Biliyoruz, Mevlevi Marksistler, hemen marksizmin kendi kaynaklarını, önderleri referans göstererek itirazlarını derin teorik tahlillerle(?) ortaya koyacaklar. Marksizm’de de eskimiş, geride kalmış ve geçersizleşmiş düşüncelerden söz edilmez mi? Bizzat Lenin, Stalin şu, şu düşünceler geride kalmıştır, eskimiştir demezler mi? Derler elbette, derler ama bu denilenlerden ne anlaşılması gerektiği doğrudan doğruya dünyayı anlama ve kavrama biçimimizle ilişkilidir. Şöyle  ki;
  Diyalektik ve tarihsel materyalist yöntemin olmazsa olmazlarından iki kavram zaman ve mekân kavramlarıdır. Bu iki kavram dışarıda tutarak hiçbir toplumsal, siyasal ve teorik olayı anlayamayız. Zaman ve mekân aynı zaman da şu mekândaki şu tarihin somut maddi koşullarının nesnelliğine sıkı sıkıya bağlanmak zorundadır. Bir şeyi anlamak için önce hangi zaman da ve hangi mekânda yaşandığına bakarız. Çünkü farklı tarihsel ve mekânsal koşullar farklı nesnellikler taşır.

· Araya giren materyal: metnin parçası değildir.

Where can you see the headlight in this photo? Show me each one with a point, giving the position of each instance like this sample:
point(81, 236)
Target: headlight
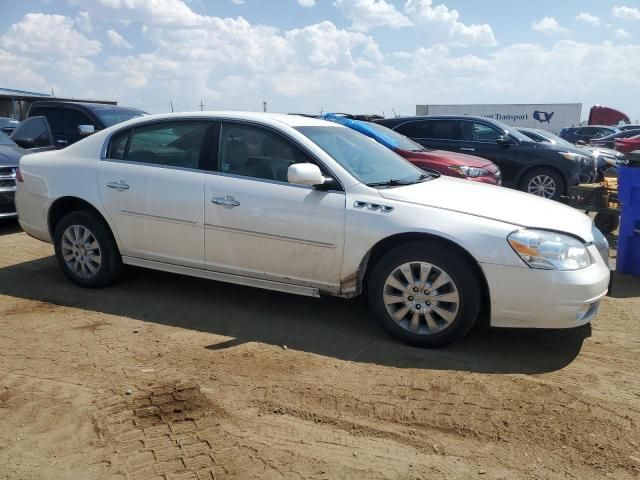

Her olay kendi tarihsel maddi koşulları içinde anlaşılır. Tarih içinde yaptığımız bu anlama serüvenindeki kaygılarımıza yanıt verecek ya da anlamamızı kolaylaştıracak olan temel kavram kişiler, olaylar, düşünceler vb. değildir. Tam tersine bunları anlayabilmenin yolu içinde bulundukları maddi\ nesnel koşulları anlamaktan geçer. Bunun tersi bir yöntem olguculuk, idealizm vb. Olabilir ama diyalektik ve tarihsel materyalizm asla olamaz. Ve herhangi bir konuyu tarihselliği içinde tartışmak isteyenler yöntem olarak böylesine farklı iki yönteme sahipse bir yerde buluşmaları mümkün değildir.
Yukarıda tarif etmeye çalıştığımız gibi diyalektik bir yöntemden yoksunsanız, bırakın Lenin’le Marks’ı, Engels’i karşı karşıya getirmeye Lenin’le Lenin’i, Marks’la Marks’ı karşı karşıya getirir kendi içinde çeliştirir ne kadar iç tutarsızlıklar yaşadığını ortaya koyuverirsiniz! Alman ideolojisinde başka bir Marks, 18. brumaire’de başka bir Marks buluverirsiniz. Dumayı boykot diyenin başka bir zaman dumaya katılma düşüncesini tutarsızlık olarak görebilirsiniz. Zaman ve mekânın dışında nesnellikten bağımsız bir doğru aradığınız için, bulabileceğiniz doğru ancak kendi öznelliğiniz olabilir. Bunun sonucunda da kendi öznelliğinize denk düşen bir  “doğrunun teorisini” yapmaya başlarsınız.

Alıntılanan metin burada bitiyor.